Friedrich August von Hayek CH (8 May 1899 – 23 March 1992), was an Austrian and British economist and philosopher known for his defense of classical liberalism and free-market capitalism against socialist and collectivist thought. He is considered to be one of the most important economists and political philosophers of the twentieth century. Hayek’s account of how changing prices communicate signals which enable individuals to coordinate their plans is widely regarded as an important achievement in economics. (from wikipedia)
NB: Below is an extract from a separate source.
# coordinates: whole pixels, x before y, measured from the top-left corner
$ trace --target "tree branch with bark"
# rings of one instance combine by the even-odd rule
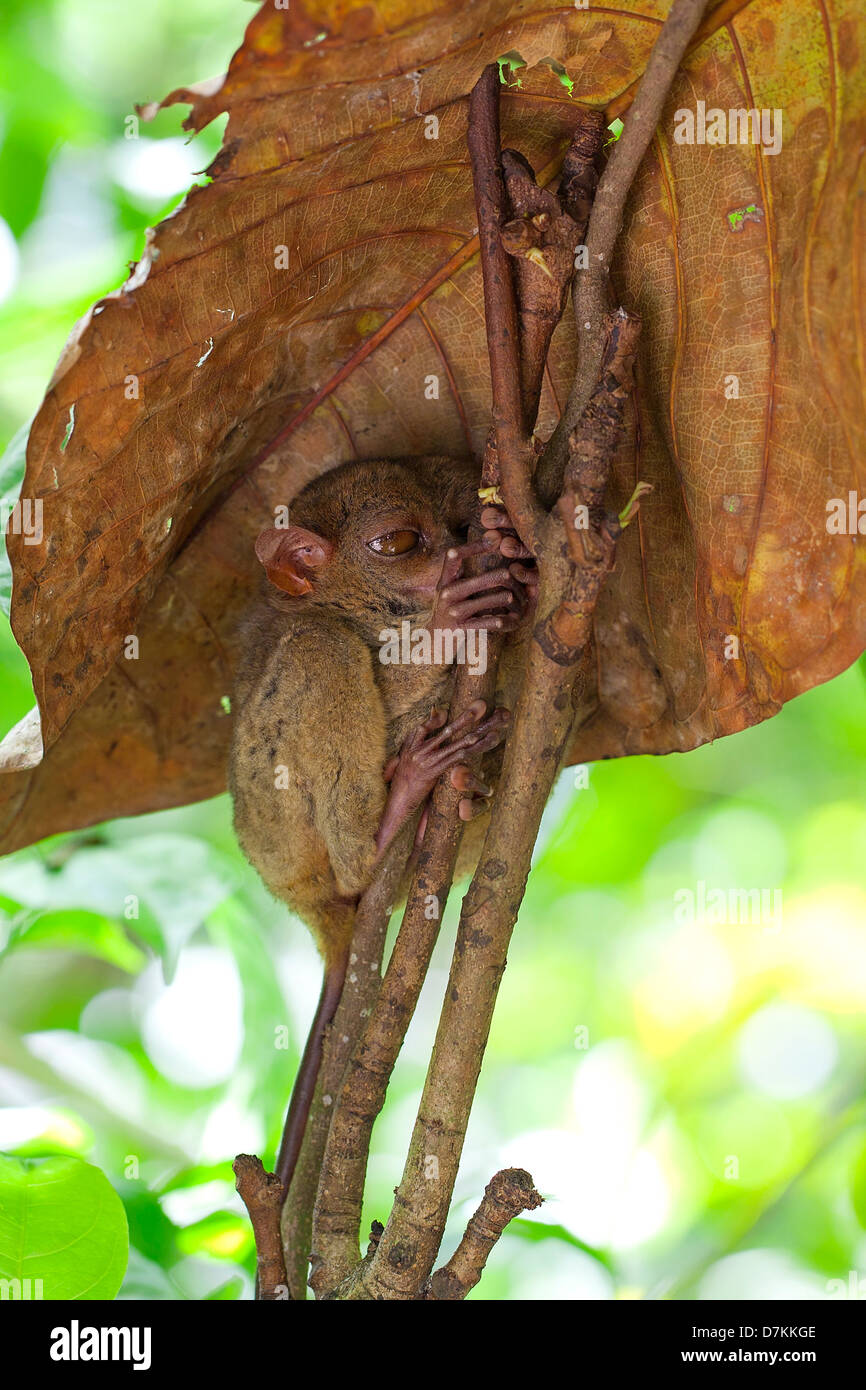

He was also awarded the Nobel Prize in 1974. He is one of the most important conservative economists of this century (the title probably goes to Milton Friedman, who said he considered Hayek his most important influence, and Ayn Rand had a wider influence). Hayek’s classic the Road to Serfdom, first published in 1944, remains as topical as ever.
In it, Hayek makes the case against ambiguous legislation. He argues society is underpinned by the Rule of Law. “[The Rule of Law] means that government in all its actions is bound by rules fixed and announced beforehand – rules which make it possible to foresee with fair certainty how the authority will use its coercive powers in given circumstances and to plan one’s individual affairs on the basis of knowledge”.
He discusses one way in which the Rule of Law is degraded, “When we have to choose between higher wages for nurses or doctors and more extensive services for the sick…nothing short of a complete system of values in which every want of every person or group has a definite place is necessary to provide an answer…[A]s planning becomes more and more extensive, it becomes regularly necessary to qualify legal provisions increasingly by reference to what is “fair” or “reasonable”; this means that it becomes necessary to leave the decision of the concrete case more and more to the discretion of the judge or authority…One could write a history of the decline of the Rule of Law…in terms of the progressive introduction of these vague formulas into legislation and jurisdiction, and of the increasing arbitrariness and uncertainty of… the law and the judicature, which in these circumstances could not but become an instrument of policy.”
This point is quintessentially non-partisan. The passage of ambiguous legislation leading to policy decided not by elected representatives but by bureaucrats, or left to judges, would seem to define the last 60 years no matter which party dominated politics.